The funny thing about this 'man-killing, dangerous' breed is that they were originally meant to protect humans from bulls. The muscular bodies, heavy skulls and extra-strong jaws were designed by breeders to take on huge bulls and take them down when their owners were threatened. And it's this human-protecting instinct that caused the breed to also be so eager to please their owners. Which is why they are so easily trained to become killers, unfortunately. That is the real tragedy to me. In their quest to please their owners, they were willing to do something against their nature on command.
As a volunteer with the SPCA, I've had the opportunity to work with dozens of 'pit bulls.' It's that instinct to please that I've most noticed in these misunderstood, mistreated dogs.
For example, Charlegmagne (above) is a beautiful, white and brindle female Staffordshire Bull Terrier who got sick and depressed at the shelter so I got the chance to take care of her.

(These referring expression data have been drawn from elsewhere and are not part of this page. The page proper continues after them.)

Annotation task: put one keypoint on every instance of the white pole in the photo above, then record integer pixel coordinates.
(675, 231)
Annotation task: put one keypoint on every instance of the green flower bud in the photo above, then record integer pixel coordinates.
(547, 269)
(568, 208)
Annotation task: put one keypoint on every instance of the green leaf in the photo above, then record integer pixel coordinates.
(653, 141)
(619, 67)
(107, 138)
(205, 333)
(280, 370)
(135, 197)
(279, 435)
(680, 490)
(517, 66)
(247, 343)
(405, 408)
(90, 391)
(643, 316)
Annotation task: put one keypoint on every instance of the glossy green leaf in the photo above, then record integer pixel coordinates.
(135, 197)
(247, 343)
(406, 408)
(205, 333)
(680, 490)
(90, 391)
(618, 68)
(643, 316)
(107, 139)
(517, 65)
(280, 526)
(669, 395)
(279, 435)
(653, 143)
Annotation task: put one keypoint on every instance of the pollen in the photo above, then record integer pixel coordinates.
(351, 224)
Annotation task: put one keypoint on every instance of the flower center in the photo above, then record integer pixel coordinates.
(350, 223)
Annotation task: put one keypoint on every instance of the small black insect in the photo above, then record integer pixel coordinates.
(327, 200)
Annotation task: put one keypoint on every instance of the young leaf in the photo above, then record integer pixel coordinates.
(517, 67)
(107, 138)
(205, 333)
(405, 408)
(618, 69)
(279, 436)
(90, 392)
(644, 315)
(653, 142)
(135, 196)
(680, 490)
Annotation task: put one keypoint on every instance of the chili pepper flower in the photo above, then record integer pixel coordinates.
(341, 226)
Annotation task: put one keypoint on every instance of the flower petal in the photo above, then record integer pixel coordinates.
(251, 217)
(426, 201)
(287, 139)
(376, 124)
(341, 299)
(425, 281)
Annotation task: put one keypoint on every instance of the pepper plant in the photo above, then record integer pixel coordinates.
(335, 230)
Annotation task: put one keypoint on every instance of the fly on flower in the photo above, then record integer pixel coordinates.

I nicknamed her 'Charly,' (she is a girl, after all). She is so calm and loving. Her need to please is obvious. When I got ready to open her cage and I asked her to sit and stay. She did as she was told and accepted the peanut-butter treat (I totally recommend this kind, even dogs without an appetite will eat snacks with some peanut butter in them.) and daintly ate it. Then I got ready to take her outside for a walk. She was terrified of all the yapping dogs in the quarantine room but I was able to get her to walk outside (I've had to carry a few out because they get so scared). I sat down to rest while I waited for her to go to the bathroom and the next thing I know, this big, beautiful dog was completely curled up in my lap. She slept like that for a good 20 minutes snuggling her head into the crook of my arm, her legs almost falling off my lap onto the ground, light snores coming from her big snout. It was the worst part of my day to have to wake her up and walk her back into the shelter so I could finish my work with the others.
I challenge any person to spend five minutes with almost any pit bull at the shelter I work at and not walk away a lover of the breed. And it's ridiculous that I can't take one of these wonderful animals, like Charly, out of that scary and depressing environment just because of a stupid stereotype and uneducated regulations.